A incidência da majorante no crime cometido sobre a calçada não pressupõe que o motorista esteja
de fato trafegando sobre ela; basta que, por qualquer razão, o veículo se projete sobre a calçada e
atinja o pedestre. De fato, o texto do art. 302, § 1º, inc. II não traz nenhum requisito a respeito do
tráfego do veículo, limitando-se a punir mais gravemente o crime praticado sobre a calçada.
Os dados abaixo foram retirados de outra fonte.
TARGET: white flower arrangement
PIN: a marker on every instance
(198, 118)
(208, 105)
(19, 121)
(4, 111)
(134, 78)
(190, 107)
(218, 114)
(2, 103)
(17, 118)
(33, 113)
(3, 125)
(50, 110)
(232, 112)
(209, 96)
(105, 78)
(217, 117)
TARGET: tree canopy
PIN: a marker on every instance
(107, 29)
Neste
sentido, decidiu o STJ:
“No presente caso, o recorrente transitava pela via pública e, ao efetuar manobra, perdeu o
controle do veículo subindo na calçada e atropelando as vítimas.
Alegou-se que a causa de aumento de pena deve estar dirigida aos casos em que o motorista sabe
que, transitando pela calçada, deve ter maior atenção aos pedestres, e se não aplicando àqueles
em que, ao perder o controle do veículo na rua, termina por atingir pedestre na calçada por mero
infortúnio, cuja previsibilidade não era possível antever.
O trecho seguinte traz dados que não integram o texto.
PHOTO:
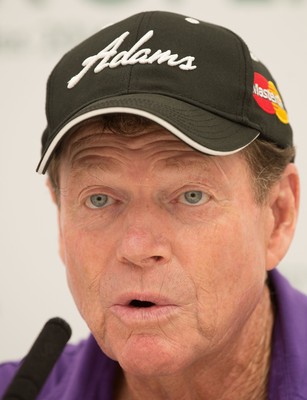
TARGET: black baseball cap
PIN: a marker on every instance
(196, 79)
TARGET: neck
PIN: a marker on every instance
(240, 373)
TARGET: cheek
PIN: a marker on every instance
(83, 275)
(228, 273)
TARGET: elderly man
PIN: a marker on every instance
(170, 160)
Ocorre que, sobre o tema, a doutrina leciona que “o aumento previsto no art. 302, parágrafo único,
II, do Código de Trânsito Brasileiro será aplicado tanto quando o agente estiver conduzindo o seu
veículo pela via pública e perder o controle do veículo automotor, vindo a adentrar na calçada e
atingir a vítima, como quando estiver saindo de uma garagem ou efetuando qualquer manobra e,
em razão de sua desatenção, acabar por colher o pedestre”.
Nesse contexto, a norma não exige que o agente esteja trafegando na calçada, sendo suficiente que
o ilícito ocorra nesse local, o que reveste a conduta de maior reprovabilidade, pois vem atingir o
pedestre em lugar presumidamente seguro” (AgRg nos EDcl no REsp 1.499.912/SP, j. 5/3/2020).